Según la perspectiva del jefe de Estado, esta situación formaría parte de una estrategia deliberada del sector eléctrico para propiciar artificialmente una escasez de gas natural. Petro argumentó que no se habrían aprovechado adecuadamente los altos niveles de los embalses, priorizando en cambio el uso de gas para apoyar la generación termoeléctrica.

"Solo hicieron contratos de futuros a precios de las termoeléctricas de gas, diez veces superiores a las del agua, cuando tenían energía casi que gratuita que ahora botan contra la vida del campesinado", declaró el mandatario con tono crítico.

La respuesta del sector generador

Frente a estas acusaciones, Natalia Gutiérrez, presidenta de la Asociación de Generadores de Energía Eléctrica y el Consejo Gremial, negó enfáticamente cualquier intento de generar escasez del recurso gasífero.

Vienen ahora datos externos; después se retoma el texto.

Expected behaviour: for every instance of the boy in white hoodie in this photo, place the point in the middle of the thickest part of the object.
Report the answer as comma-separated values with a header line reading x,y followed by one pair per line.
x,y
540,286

La dirigente gremial explicó que ambas fuentes energéticas son complementarias y que los mayores aportes hídricos a los embalses, producto de las intensas lluvias, han provocado naturalmente una caída en los precios de la energía debido al aprovechamiento óptimo de los recursos disponibles.

En relación con los precios del sector, Gutiérrez precisó que durante el año pasado el precio promedio de la bolsa eléctrica fue de 245,8 $/kWh, manteniéndose por debajo del precio promedio de los contratos (298,9 $/kWh) durante el 78,63% del tiempo. En lo transcurrido de 2026, esta diferencia se ha ampliado considerablemente, con un precio promedio de bolsa de 213,2 $/kWh frente a un precio promedio de contratos de 308,25 $/kWh, situándose la bolsa por debajo de los contratos en el 86,2% del período analizado.

La representante gremial agregó que la decisión de aumentar las descargas al río Sinú implica necesariamente no utilizar agua que podría destinarse a la generación eléctrica, derivando en una pérdida concreta de ingresos para las empresas. "Verter agua implica dejar de generar energía y perder ingresos. No existe incentivo económico para hacerlo. Los vertimientos no son decisiones discrecionales, sino obligaciones técnicas", explicó Gutiérrez con claridad.

Panorama nacional de los embalses

En cuanto al estado general de los embalses en el territorio nacional, la región Caribe (con Urrá como principal referencia) se mantiene como la región hidrológica con el nivel de llenado más alto entre las seis existentes. La región de Caldas, con el embalse Amaní como eje central, ocupa el segundo lugar con el llenado más elevado y con el riesgo más latente de iniciar procedimientos de descarga, ubicándose actualmente en 95,53% de su capacidad.

Aunque las regiones de Antioquia y Valle presentan promedios de llenado de 89,6% y 95,53% respectivamente, embalses específicos como Ituango y Calima 1 se encuentran al 99,74% y 99,22% de su capacidad máxima de almacenamiento, incrementando sustancialmente la necesidad potencial de realizar descargas controladas.

De hecho, EPM ya informó oficialmente que en Ituango se han iniciado descargas controladas hacia el río Cauca bajo reglas de operación estrictas y limitadas exclusivamente al volumen de agua entrante.

Las implicaciones políticas y regulatorias

El presidente Petro amplió su crítica al señalar directamente a las juntas directivas de Urrá e Hidroituango, afirmando que "las juntas directivas de Urrá e Hidroituango también deben responder". Según el mandatario, ya había proporcionado indicaciones pertinentes a estos órganos directivos para que comenzaran a implementar la nueva fórmula tarifaria que, por disposición legal, empezará a regir formalmente a partir de 2027.

Esta controversia evidencia las tensiones existentes entre las consideraciones técnicas de operación de infraestructura crítica, las prioridades de política energética nacional y las preocupaciones ambientales y sociales asociadas al manejo de recursos hídricos en un contexto de variabilidad climática creciente.